Global oil markets were rocked on Monday by the sharpest single-day drop in years after President Donald Trump announced he was postponing planned U.S. military strikes on Iranian power plants and energy infrastructure.
International benchmark Brent North Sea crude plunged more than 14 percent, crashing to $96.00 per barrel by midday trading in London. The U.S. benchmark West Texas Intermediate (WTI) fell in tandem, shedding more than 14 percent to $84.37 a barrel.
The dramatic sell-off erased weeks of gains fueled by fears that the conflict—code-named Operation Epic Fury—would choke off critical oil supplies from the Persian Gulf.
In an all-caps post on his Truth Social platform early on Monday, Trump declared that Washington and Tehran had held “very good and productive conversations regarding a complete and total resolution of our hostilities in the Middle East” over the past two days.
“Based on the tenor and tone” of those talks—which he said would continue throughout the week—he had ordered the Department of War (the Pentagon’s formal designation under his administration) to “postpone any military strikes against Iranian power plants and energy infrastructure for five days, subject to the success of the ongoing meetings.”
The announcement came just hours before the expiration of a 48-hour ultimatum Trump himself had issued over the weekend, demanding that Iran immediately reopen the Strait of Hormuz or face devastating strikes on its energy heartland.
The narrow waterway, through which roughly one-fifth of the world’s oil and liquefied natural gas flows, has been effectively closed by Iranian forces since the conflict erupted, sending crude prices soaring above $126 a barrel at their peak.
Operation Epic Fury was launched on February 28, 2026, when U.S. and Israeli forces unleashed a large-scale joint offensive targeting Iranian nuclear facilities, missile bases, air defenses, and senior leadership.
Tehran responded with retaliatory missile barrages on U.S. installations in the Gulf and cities in Israel, while mining approaches to the Strait and disrupting global shipping lanes. The escalation triggered the worst energy-market volatility since the 1970s oil crisis, according to analysts.
Humanitarian costs have mounted rapidly. More than 2,000 deaths have been reported across Iran, Lebanon, and Israel, with Iranian cities reeling from power blackouts and toxic air pollution caused by strikes on industrial sites. Israel has continued ground and air operations against Iranian-backed Hezbollah in Lebanon, further inflaming the region.
Despite the reprieve, tensions remain dangerously high. Iranian officials have warned that any renewed attacks on their territory could lead to the mining of the entire Persian Gulf, a move that would paralyze global energy flows for months.
Tehran has also denied that formal negotiations are underway, with state media insisting the Strait will not return to pre-war conditions until foreign forces withdraw.
Traders and analysts reacted with cautious optimism. “This is a classic risk-off move,” said one London-based oil strategist. “The market had priced in the very real possibility of Iranian power plants going dark and the Strait staying closed indefinitely. Trump’s pause—even if only for five days—has traders scrambling to unwind those bets.”
Yet few believe the pause signals an imminent ceasefire. Israeli Prime Minister Benjamin Netanyahu’s office has not commented on the U.S. decision, and Israeli strikes in Lebanon continued Monday. In Washington, administration officials stressed that the five-day window is “conditional” and that all military options remain on the table if talks collapse.

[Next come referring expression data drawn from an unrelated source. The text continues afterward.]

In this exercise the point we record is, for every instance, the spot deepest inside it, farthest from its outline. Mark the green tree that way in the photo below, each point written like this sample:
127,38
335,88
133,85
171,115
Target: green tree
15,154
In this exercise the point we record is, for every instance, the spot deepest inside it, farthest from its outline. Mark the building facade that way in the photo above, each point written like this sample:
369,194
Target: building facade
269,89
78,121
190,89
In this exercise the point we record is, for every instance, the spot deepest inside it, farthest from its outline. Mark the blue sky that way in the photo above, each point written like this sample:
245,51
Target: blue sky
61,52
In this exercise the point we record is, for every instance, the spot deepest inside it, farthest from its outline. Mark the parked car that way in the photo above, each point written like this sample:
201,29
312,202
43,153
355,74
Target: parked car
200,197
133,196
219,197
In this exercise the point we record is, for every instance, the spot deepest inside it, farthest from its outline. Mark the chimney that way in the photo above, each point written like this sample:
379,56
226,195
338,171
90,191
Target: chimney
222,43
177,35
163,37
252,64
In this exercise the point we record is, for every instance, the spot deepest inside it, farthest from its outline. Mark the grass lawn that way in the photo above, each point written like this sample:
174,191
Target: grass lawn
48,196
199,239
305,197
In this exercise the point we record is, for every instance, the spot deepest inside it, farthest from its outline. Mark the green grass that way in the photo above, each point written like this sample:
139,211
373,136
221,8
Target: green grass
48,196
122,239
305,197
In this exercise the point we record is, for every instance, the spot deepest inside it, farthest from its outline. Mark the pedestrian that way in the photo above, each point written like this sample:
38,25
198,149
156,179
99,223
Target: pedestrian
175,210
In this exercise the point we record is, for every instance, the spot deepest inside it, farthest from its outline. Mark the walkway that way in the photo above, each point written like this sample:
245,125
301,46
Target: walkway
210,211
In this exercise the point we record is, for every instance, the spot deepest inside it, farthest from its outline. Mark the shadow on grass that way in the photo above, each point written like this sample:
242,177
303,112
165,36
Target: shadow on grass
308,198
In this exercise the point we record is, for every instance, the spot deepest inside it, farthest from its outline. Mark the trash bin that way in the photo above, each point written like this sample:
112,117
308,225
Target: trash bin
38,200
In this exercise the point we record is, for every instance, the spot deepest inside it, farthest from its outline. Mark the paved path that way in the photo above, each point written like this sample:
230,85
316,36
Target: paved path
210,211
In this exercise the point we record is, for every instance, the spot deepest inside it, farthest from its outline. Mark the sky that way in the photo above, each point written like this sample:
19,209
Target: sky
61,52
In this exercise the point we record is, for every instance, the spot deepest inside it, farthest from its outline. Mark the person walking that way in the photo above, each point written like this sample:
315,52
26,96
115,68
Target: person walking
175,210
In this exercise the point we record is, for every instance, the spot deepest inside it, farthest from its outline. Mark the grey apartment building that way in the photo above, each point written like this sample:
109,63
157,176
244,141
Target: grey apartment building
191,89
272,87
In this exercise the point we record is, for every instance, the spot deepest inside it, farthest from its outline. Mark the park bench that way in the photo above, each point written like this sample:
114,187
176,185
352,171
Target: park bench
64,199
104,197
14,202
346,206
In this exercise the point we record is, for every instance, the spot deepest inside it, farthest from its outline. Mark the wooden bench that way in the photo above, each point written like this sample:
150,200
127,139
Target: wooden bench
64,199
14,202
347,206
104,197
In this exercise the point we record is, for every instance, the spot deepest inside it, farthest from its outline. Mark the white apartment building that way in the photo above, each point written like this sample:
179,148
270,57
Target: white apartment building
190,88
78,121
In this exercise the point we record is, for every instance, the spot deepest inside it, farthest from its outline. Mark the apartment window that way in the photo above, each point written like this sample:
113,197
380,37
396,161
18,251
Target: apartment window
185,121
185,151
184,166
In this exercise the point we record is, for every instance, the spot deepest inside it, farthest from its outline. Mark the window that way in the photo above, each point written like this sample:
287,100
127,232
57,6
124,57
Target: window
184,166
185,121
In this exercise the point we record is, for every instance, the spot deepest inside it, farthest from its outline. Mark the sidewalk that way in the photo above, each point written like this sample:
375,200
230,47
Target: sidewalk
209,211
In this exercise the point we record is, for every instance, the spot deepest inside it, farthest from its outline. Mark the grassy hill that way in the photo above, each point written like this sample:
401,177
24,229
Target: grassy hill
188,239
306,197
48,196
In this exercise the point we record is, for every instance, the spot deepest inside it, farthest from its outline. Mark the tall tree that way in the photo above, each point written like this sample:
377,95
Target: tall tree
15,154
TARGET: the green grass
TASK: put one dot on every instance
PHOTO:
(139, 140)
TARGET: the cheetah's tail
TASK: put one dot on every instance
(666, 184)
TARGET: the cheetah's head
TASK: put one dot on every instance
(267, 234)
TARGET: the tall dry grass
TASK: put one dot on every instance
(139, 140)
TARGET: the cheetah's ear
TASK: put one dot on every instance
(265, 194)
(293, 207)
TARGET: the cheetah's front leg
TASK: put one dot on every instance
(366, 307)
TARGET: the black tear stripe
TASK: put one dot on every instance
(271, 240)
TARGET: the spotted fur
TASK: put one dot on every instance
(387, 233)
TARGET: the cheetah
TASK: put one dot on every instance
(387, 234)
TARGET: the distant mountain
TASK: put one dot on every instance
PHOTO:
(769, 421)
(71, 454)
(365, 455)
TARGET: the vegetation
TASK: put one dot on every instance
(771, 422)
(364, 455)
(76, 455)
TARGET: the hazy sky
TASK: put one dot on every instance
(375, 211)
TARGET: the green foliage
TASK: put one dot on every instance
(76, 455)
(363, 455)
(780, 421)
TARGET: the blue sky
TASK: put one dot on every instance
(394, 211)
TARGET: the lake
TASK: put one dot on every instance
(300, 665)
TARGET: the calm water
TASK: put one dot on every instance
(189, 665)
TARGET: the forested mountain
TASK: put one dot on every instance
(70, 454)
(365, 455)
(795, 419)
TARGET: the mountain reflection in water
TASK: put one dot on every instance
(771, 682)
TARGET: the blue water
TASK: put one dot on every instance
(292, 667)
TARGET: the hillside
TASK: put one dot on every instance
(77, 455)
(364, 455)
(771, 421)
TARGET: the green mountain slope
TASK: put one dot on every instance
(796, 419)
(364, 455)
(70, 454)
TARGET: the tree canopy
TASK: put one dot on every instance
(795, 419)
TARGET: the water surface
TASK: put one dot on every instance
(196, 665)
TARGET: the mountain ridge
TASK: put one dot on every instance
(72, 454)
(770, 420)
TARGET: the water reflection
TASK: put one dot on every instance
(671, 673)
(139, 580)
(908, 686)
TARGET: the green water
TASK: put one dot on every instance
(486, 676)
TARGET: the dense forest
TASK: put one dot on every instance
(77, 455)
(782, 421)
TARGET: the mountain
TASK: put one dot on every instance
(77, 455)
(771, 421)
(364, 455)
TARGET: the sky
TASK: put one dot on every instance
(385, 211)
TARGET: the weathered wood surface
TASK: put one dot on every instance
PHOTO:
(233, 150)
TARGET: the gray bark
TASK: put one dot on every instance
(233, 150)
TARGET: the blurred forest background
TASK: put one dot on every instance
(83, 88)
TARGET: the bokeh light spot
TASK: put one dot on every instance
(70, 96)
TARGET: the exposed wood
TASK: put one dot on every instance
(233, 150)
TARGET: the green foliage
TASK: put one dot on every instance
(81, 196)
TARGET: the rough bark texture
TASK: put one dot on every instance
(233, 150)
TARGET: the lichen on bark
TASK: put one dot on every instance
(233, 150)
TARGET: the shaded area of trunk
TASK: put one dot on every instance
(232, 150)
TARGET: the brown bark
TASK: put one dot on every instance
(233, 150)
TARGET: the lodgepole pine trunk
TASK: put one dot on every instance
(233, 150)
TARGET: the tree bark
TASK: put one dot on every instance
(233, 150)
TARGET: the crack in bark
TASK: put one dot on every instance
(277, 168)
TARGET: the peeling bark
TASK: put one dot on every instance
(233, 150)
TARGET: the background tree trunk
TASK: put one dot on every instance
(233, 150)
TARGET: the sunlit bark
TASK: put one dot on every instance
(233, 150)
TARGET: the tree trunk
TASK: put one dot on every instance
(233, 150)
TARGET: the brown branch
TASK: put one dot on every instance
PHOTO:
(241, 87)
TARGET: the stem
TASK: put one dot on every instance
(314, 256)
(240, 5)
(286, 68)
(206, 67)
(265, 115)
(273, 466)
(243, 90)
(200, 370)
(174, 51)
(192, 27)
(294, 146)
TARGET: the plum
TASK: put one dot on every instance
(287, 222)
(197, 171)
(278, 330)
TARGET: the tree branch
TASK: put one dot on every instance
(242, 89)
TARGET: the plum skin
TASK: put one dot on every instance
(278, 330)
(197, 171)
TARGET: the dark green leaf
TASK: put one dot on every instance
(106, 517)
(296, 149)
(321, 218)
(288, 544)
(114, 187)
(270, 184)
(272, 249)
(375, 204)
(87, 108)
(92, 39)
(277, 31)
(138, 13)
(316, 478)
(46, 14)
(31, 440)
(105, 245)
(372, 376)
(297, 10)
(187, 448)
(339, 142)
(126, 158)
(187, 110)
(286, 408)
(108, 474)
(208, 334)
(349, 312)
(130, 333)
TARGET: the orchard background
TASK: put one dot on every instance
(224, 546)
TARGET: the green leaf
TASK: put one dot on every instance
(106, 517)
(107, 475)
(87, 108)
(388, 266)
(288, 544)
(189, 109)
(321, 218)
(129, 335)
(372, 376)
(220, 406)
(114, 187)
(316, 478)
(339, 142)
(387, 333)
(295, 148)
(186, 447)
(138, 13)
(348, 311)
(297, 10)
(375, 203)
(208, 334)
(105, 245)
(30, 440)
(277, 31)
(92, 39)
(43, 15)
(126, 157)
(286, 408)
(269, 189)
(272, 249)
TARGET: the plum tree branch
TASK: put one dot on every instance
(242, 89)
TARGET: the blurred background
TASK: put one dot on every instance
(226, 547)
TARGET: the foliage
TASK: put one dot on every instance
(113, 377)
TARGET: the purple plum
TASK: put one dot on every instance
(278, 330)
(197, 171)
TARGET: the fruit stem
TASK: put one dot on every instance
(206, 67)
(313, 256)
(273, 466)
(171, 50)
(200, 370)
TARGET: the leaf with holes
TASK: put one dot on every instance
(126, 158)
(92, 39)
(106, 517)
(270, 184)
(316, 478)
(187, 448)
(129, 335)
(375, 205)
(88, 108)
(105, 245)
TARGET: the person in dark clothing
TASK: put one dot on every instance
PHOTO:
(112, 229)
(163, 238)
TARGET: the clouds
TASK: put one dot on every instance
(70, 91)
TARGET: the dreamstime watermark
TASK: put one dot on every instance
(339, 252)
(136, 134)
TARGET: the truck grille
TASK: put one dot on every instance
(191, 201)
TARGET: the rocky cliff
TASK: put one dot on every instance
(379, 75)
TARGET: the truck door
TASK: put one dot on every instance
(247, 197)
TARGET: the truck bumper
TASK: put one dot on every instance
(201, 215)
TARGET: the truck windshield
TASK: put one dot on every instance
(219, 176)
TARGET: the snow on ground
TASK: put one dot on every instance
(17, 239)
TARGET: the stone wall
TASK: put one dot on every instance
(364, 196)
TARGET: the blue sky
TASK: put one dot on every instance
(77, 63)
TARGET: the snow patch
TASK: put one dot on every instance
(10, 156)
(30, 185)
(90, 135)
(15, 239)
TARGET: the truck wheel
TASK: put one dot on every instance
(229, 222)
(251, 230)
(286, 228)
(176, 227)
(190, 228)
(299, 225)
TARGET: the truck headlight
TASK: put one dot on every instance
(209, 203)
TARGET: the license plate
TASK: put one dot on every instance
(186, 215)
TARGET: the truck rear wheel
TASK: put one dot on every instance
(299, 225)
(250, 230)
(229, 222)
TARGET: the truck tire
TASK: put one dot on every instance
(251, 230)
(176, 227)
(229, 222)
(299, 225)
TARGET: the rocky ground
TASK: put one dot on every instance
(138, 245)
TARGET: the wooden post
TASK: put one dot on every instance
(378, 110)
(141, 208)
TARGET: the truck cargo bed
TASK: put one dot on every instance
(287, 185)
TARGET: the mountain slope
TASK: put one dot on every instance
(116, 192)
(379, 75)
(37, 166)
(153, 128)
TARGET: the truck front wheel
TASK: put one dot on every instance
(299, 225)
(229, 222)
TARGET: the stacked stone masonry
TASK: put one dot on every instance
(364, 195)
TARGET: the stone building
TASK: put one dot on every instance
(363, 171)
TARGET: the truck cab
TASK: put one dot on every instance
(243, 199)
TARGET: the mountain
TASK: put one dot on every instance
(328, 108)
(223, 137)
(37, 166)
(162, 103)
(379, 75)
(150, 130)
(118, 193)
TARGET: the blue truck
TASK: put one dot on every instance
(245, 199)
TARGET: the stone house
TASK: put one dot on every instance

For now, the world is watching and breathing a little easier at the pump. But with the clock ticking on Trump’s self-imposed deadline and Iranian missiles still pointed at key shipping lanes, the fragile calm could shatter as quickly as the oil prices fell today. The coming week, as the president himself noted, will be decisive.
WHAT YOU SHOULD KNOW
U.S. President Donald Trump has ordered a five-day pause on planned strikes against Iranian power plants and energy infrastructure, following unexpectedly productive talks with Iran.
This sudden de-escalation triggered a dramatic 14%+ plunge in global oil prices (Brent to $96, WTI to $84.37), offering temporary relief to energy markets after weeks of extreme volatility caused by the closure of the Strait of Hormuz.
While the pause buys time for diplomacy, the underlying conflict remains unresolved, and the coming week will determine whether this reprieve holds or collapses back into escalation.